I’ve been trying to find some information about how Pijul decides what changes it needs to pull from a remote, but I couldn’t find any details. Could someone point me somewhere where I could learn more about it?

I guess Pijul somehow exchanges a set of Head patches with each other, and from there figures out what patches are missing on each end. Is there a description of this algorithm somewhere?

The description is the code itself at the moment. This isn’t totally easy: we first synchronise a cached version of the remote log, using elliptic curve algebra to account for patch commutation. Then we compare the logs since the last common state.

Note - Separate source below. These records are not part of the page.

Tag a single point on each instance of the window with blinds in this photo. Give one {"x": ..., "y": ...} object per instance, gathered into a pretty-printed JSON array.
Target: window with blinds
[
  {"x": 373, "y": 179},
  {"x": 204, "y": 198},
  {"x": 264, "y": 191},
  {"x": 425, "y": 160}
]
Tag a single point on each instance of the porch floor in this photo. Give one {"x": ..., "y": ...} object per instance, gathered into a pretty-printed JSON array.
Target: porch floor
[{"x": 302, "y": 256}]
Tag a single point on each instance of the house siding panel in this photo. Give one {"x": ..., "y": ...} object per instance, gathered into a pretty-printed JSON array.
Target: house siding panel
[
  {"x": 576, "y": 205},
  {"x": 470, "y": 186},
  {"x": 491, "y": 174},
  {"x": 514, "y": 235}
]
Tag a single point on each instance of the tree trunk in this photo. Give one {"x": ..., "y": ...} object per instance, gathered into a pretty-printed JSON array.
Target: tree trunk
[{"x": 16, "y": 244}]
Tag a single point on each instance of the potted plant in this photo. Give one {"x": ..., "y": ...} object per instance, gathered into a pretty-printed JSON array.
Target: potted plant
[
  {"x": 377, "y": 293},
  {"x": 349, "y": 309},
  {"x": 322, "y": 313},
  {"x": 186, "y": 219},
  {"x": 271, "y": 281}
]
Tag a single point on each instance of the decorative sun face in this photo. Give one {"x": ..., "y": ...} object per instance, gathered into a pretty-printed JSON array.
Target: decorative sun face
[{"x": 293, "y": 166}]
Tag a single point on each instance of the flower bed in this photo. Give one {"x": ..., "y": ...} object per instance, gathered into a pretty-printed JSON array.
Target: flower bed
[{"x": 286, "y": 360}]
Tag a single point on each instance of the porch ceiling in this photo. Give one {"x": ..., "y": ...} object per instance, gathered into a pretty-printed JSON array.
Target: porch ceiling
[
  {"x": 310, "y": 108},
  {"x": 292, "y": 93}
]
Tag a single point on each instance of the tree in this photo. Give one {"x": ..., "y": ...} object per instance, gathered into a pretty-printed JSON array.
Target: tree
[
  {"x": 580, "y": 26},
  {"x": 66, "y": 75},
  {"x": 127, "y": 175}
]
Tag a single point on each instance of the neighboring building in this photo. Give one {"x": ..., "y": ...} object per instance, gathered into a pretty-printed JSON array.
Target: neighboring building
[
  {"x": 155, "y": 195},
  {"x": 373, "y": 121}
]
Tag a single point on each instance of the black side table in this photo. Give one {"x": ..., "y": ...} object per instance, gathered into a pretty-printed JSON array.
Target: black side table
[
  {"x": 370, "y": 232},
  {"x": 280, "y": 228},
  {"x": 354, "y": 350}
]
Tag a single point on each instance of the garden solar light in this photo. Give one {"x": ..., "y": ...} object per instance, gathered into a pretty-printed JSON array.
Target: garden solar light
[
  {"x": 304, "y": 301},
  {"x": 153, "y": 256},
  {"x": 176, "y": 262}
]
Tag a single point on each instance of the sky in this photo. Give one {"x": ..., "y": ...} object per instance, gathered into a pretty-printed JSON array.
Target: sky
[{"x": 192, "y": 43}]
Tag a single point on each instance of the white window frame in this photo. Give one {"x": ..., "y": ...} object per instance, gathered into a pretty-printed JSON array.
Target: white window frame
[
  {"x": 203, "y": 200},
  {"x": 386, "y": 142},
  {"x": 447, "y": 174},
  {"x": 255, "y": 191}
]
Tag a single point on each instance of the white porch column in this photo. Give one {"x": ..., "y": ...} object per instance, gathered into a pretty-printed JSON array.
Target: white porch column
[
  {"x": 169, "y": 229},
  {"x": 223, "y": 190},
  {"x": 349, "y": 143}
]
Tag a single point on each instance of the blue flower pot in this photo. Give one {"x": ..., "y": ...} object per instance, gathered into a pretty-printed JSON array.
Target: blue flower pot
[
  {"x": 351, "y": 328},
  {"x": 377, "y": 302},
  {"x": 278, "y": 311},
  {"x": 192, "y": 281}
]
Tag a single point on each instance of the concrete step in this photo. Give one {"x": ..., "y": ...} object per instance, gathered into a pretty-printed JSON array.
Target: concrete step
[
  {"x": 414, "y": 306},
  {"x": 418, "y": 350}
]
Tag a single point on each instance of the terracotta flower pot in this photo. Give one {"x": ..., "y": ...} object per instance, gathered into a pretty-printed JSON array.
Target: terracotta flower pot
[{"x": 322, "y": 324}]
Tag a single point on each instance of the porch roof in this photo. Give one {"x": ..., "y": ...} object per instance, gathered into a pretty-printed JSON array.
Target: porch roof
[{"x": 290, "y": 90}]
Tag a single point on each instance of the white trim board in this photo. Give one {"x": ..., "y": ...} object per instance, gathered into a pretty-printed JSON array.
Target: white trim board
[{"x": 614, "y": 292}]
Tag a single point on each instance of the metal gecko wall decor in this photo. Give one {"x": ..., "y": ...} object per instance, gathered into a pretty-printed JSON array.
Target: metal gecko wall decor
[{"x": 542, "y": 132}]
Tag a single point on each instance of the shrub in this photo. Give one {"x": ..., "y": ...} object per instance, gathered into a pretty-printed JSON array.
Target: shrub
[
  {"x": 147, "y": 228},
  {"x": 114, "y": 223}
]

This can be very dumb sometimes, like for example if you have one very old patch you never pushed, things can be compared over and over again. Hopefully since comparisons are always done on the local machine, and take linear time in the size of history in the worst case, even that case won’t be take too long.

And this algorithm is usually surprisingly fast, especially for the task it has to accomplish (synchronise unordered sets).

Thanks for a fast response! I’ll try to dig deeper into the code to understand it better.

I have a question about that. When you say remote log, what exactly this log contains? I thought there’s no linear history in Pijul, but when you say “log” I assume some append-only or at least linear nature. Do clients keep any logs that is used for syncing in any way?

I was asking a similar thing over at Zulip: two similar repos

My humble opinion is that the changes should always maintain their original date, and that date should be used in the log command by default, with options to use a different order. Comparing things is always easier when they are ordered.

The log is ordered, actually, but it can be edited almost arbitrarily, for example by unrecording patches other than the last one.